Charles Bull painted many striking scenes of the Pacific Northwest, including Alaska. Despite his grand depictions of animals in nature, Bull got most of his inspiration from sketching animals at the Bronx Zoo.
The gold rush in Alaska and the Yukon territory brought many people to the area seeking their fortunes. It also piqued the interest of Americans in the the lower 48. When Charles Bull painted this cover, Alaksa was not yet even a territory; that wouldn’t happen until 1912. But Americans were likely fascinated by the region’s large animals, chilly climate, and Inuit and Yupik culture.
Artist Frank Schoonover was part of of the Brandywine School, and studied under Howard Pyle. He painted more than 2,000 illustrations in his lifetime. This included eight covers for the Saturday Evening Post’s sister publication, Country Gentleman. Several of his covers depicted vividly colored scenes of Native Americans going about their daily lives. This cover was the first one that Schoonover painted for Country Gentleman.
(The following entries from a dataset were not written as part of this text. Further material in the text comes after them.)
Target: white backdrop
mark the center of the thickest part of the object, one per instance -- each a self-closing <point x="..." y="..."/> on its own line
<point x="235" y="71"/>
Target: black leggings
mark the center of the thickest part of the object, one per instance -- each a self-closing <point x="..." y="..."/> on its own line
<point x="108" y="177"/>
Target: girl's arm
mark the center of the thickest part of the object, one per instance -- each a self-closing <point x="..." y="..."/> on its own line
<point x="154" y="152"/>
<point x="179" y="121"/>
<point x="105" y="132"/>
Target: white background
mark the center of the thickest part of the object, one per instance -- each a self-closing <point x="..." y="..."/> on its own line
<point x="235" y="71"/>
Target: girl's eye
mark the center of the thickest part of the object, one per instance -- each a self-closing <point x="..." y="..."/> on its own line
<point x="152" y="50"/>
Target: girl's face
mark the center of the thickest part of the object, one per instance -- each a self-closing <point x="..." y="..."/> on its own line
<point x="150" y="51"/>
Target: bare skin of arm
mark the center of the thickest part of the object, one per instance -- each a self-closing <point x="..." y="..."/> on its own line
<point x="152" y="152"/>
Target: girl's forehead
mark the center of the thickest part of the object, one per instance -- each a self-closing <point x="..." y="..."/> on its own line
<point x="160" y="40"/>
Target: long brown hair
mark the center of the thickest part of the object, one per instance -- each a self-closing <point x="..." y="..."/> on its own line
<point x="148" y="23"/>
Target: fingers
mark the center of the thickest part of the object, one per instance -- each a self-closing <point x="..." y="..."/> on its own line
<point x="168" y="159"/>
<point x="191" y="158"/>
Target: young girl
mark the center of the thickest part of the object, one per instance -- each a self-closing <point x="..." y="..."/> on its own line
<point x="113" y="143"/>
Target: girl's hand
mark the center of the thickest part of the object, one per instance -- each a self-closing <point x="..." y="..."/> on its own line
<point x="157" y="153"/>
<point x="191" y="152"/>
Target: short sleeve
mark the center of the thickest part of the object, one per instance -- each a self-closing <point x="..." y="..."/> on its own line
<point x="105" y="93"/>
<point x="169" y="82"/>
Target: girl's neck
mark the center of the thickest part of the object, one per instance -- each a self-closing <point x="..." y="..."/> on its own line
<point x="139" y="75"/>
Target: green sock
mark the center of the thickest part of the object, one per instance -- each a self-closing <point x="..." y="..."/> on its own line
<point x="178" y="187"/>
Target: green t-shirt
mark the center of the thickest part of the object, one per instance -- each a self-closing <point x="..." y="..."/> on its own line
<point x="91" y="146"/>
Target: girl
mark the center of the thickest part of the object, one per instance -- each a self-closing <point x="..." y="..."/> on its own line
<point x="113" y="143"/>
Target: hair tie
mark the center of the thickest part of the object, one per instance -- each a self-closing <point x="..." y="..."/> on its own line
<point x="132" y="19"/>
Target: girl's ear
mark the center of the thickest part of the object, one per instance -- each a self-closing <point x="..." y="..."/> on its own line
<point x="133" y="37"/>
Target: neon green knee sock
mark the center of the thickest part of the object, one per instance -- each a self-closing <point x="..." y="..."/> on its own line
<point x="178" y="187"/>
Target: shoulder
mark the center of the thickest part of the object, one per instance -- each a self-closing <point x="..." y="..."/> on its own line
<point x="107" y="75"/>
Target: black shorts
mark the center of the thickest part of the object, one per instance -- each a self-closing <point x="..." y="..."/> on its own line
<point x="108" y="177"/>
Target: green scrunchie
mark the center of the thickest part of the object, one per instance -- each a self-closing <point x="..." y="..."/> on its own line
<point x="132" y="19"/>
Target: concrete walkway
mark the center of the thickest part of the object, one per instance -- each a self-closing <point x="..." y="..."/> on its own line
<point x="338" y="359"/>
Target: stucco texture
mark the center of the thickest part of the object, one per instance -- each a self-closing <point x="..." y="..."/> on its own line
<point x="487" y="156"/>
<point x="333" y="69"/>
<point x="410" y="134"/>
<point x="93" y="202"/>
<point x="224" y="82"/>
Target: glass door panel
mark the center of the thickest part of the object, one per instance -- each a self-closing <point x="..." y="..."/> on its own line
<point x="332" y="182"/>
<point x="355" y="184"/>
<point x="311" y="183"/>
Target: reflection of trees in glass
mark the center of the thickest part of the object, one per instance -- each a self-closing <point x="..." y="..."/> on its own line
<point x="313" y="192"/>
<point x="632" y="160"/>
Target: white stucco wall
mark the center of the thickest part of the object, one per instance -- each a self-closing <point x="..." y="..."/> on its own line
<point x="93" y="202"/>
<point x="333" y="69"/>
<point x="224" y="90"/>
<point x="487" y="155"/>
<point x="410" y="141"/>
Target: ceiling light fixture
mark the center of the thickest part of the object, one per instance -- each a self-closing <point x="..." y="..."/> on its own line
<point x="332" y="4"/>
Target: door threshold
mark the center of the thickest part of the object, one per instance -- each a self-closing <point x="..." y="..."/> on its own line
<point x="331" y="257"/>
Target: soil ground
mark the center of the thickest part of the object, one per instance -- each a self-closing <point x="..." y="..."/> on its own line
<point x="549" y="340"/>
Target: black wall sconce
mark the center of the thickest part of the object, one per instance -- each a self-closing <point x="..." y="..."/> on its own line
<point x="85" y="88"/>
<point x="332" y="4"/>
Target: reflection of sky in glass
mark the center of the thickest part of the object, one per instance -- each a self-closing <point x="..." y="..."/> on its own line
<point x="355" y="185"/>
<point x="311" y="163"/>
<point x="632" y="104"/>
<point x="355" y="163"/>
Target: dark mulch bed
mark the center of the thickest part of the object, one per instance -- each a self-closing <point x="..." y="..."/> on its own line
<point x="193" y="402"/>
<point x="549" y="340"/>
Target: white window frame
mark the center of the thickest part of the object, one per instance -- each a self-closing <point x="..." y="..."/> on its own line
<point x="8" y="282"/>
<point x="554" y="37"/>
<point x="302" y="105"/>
Even back in 1939, cruise ships were invading the isolated and pristine shores of Alaska. Artist Charles Hargens painted ten covers for the Post and Country Gentleman, a fraction of the more than 3,000 magazine covers he illustration. Hargens was known as a stickler for accuracy in his paintings.
This cover by John Clymer illustrates the strategic importance of Alaska during World War II. Clymer painted this picture before he joined the Marines. He recalled, “I was thirty-six years old at the time, and going through boot camp with a bunch of kids nearly killed me. ¹” This was his first Post cover, but he would go on to paint 79 more.
One overheated July day when artist John Clymer was motoring in Alaska he paused at this spot at Portage Glacier. People came and boated around beside the small bergs. Next day, when John returned to sketch, a change of wind had blown Mother Nature’s chopped ice over against the glacier, and the sketching spot was as hot as Tophet. The artist says no, he did not go over and take a ride on the glacier.
Alaska, along with Hawaii, were the “new” states in 1960. Cover artist Constantin Alajalov shows the citizens of each state waiting in line to vote in the 1960 presidential election (Nixon v. Kennedy—Kennedy won). Alajalov earned his voting rights the hard way. He was born in Rostov, Russia, and arrived in New York in 1923.